Et cette rumeur, au chercheur bardé de décrets universitaires et du souci d'emprisonner, dit que jamais littérature ne meurt, jamais ne se fige, et jamais ne ressemble à ce que l'on dit d'elle. C'est un faste de crépuscule qui libère le regard plutôt que de le soumettre. Chaque pupille, ici, dispose d'un horizon à nul autre pareil. D'ailleurs, ici, nulle contrainte sinon celle bonne du coeur, de l'esprit sensible, de l'imaginaire exigeant. Chaque phrase est un écho de falaise. Chaque livre est un homme. Chaque mot tremble du fourmillement des siècles d'écriture. Et le tout témoigne de l'inépuisable quête d'un idéal changeant. Des fixateurs zélés décline l'autorité.

Littérature est mêlée à l'oxygène des vies. Elle a connu les pays, les peuples, les hommes. Elle résonne dans des cathédrales et des temples de fougères. Elle est avertie de la terre cuite, du papier, de la pierre, de la feuille, de l'écorce, de la parole. Elle sait les sentiments, connaît les émotions, s'articule dans les langues de la tour de Babel et se love dans chacune des conceptions du monde. Et, à chaque fois différente, particulière, totale, en des manières chacune opaque à l'autre, et pourtant une et souveraine.

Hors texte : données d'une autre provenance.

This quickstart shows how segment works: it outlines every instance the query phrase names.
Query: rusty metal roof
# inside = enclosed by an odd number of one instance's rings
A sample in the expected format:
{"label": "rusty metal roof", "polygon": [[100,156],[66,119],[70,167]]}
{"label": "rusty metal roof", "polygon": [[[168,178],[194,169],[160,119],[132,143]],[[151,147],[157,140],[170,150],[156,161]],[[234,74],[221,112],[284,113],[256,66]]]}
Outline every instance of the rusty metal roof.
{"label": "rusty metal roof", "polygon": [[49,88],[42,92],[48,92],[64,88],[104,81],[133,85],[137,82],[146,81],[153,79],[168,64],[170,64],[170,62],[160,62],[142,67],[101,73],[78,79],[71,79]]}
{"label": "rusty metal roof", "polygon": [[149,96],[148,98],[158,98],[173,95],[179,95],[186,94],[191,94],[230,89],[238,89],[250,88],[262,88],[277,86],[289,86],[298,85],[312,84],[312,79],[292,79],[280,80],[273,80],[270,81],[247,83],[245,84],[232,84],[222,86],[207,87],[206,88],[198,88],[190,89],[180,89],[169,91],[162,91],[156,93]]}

Alors ? Quoi saisir qui ne soit pas tout pauvre, partiel, infime. De ta tête, de ton pays, de ton histoire ou de ta langue, tu ne disposes que d'un frémissement de ce vaste hosanna. De littérature tu ne peux rien révéler, sinon que témoigner d'une seule aventure que tu devras ponctuer de vomitoires sur l'infinie rumeur.

Ici, aux Antilles, littérature s'est posée en îles dites françaises avec des vols d'oiseaux. Nous l'avons vue s'éprendre, curieuse de cette précipitation coloniale où dans l'horreur, le déni, la souffrance, l'aventure, mille peuples se sont trouvés. Toutes les races. Tous les hommes. toutes les langues, toutes les conceptions du monde. Le divers enclos sur l'indicible mélange qui lui-même diffracte l'ensemble de l'univers. Ici, elle a connu ensemble l'écrit et la parole, le cri et la voix, les rumeurs silencieuses et les déclamations hautes, la racine et l'envol, l'ordre neuf de l'innommé informe. Alors, comprend bien : elle n'a pas une Histoire comme dans les vieilles aventures, elle s'émeut en histoires et mieux, elle sillonne en tracées.

Oh, les docteurs ont sévi, ils l'ont nommée littérature négro-africaine, littérature des îles, littérature noire d'expression française, littérature afro-antillaise... Ils ont isolé sa trajectoire écrite de ses autres sillonnements. Ils ont privilégié une de ses langues au détriment de l'autre. Parmi les races et les cultures, ils n'en ont retenu qu'une selon les airs du temps. Ils y ont vu l'Europe, en d'autres heures l'Afrique, négligeant tout le reste. Ils l'ont vue blanche, puis noire, oubliant les gammes ouvertes de sa palette. Ils ont été embarrassés quand l'écrivain n'était pas né sur place et témoignait pourtant de cette condition. Ils ont été surpris quand, né sur place, l'écrivain n'exprimait qu'un ailleurs de lui-même. Ils ont...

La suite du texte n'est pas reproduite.